In util/policy_to_crd folder, we have a python script to automatically generate all crd yaml configuration files you need for every rules based on two templates (crd_template.yaml and policy_template.yaml) and a csv policy file for that rule. For example, we want to generate crd yaml files for rule 'allowed_repos'(in example/allowed_repos), just copy allowed_repo.csv into util/policy_to_crd and the execute

python3 python3 policy_to_crd.py  allowed_repo.csv 

you will see some newly generated files

crd
├── allowed_repo_definition.yaml
└── policy
    └── policy1.yaml

allowed_repo_definition.yaml is the definition of policy crd resource for this rule. In this file you can find that the name of this crd definition is generated based on the filename of csv policy files. Also, we need to point out that this policy is under "policy" namespace. If you want to change it, modify the crd_template.yaml and policy_template.yaml.

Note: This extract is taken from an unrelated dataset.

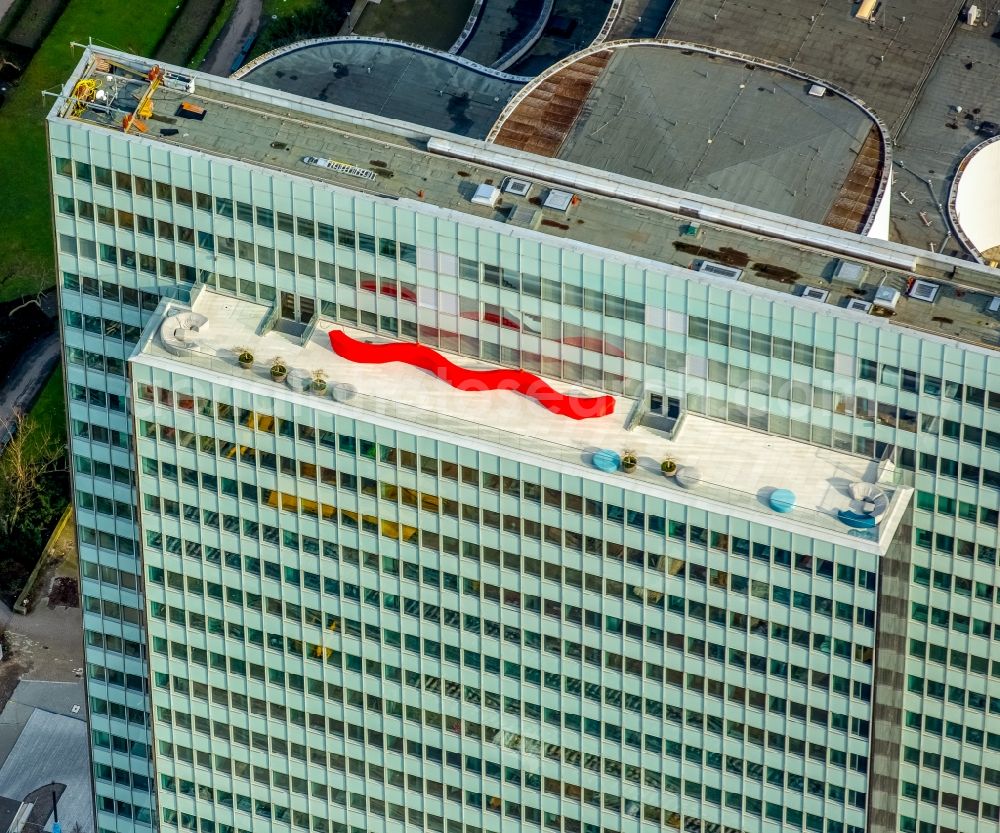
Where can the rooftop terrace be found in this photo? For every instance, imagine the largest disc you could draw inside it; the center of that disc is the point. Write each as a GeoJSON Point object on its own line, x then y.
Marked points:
{"type": "Point", "coordinates": [737, 468]}
{"type": "Point", "coordinates": [390, 79]}
{"type": "Point", "coordinates": [432, 171]}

Besides, each line of policy is generated as a crd object, defined in the files contained in crd/policy folder. Each object contains ONLY ONE line of policy.

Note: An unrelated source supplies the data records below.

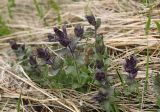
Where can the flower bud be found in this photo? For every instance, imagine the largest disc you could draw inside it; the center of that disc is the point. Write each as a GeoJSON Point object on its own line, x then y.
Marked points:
{"type": "Point", "coordinates": [79, 30]}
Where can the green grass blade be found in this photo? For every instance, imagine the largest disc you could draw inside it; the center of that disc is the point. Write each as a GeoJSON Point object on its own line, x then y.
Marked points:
{"type": "Point", "coordinates": [38, 8]}
{"type": "Point", "coordinates": [56, 8]}
{"type": "Point", "coordinates": [4, 29]}
{"type": "Point", "coordinates": [147, 28]}
{"type": "Point", "coordinates": [19, 104]}
{"type": "Point", "coordinates": [11, 3]}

After these files are generated, use kubectl apply -f to make them into effect.

As for the adaptor, you can find these code in pkg/crdadaptor. If you don't know what a casbin adaptor is, see https://casbin.org/docs/adapters

3.4 Reexamination of the config file.

Currently, the config file locates at config/config/config.json, which is the default position. But acatually we can change the path of the config file. Actually, our webhook program accept exactly one commandline arg, which is the path to the config file. If this arg is not passed, default value is "config/config/config.json".

In this file, each item corresponds to a rule applied to the request, like this:

"ResourceOperationPermission": {
    "available": false,
    "model": "example/permission/permission.conf",
    "policy": "file://example/permission/permission.csv"
},

"ResourceOperationPermission" is the name of the rule, (which is also the actual name of the funtion we implemented to apply the rule. Actually, we use reflexion to do this.).

"available" is either true or false, controlling whether this rule will be taken into effect.

"model" specifies the path of the model conf file.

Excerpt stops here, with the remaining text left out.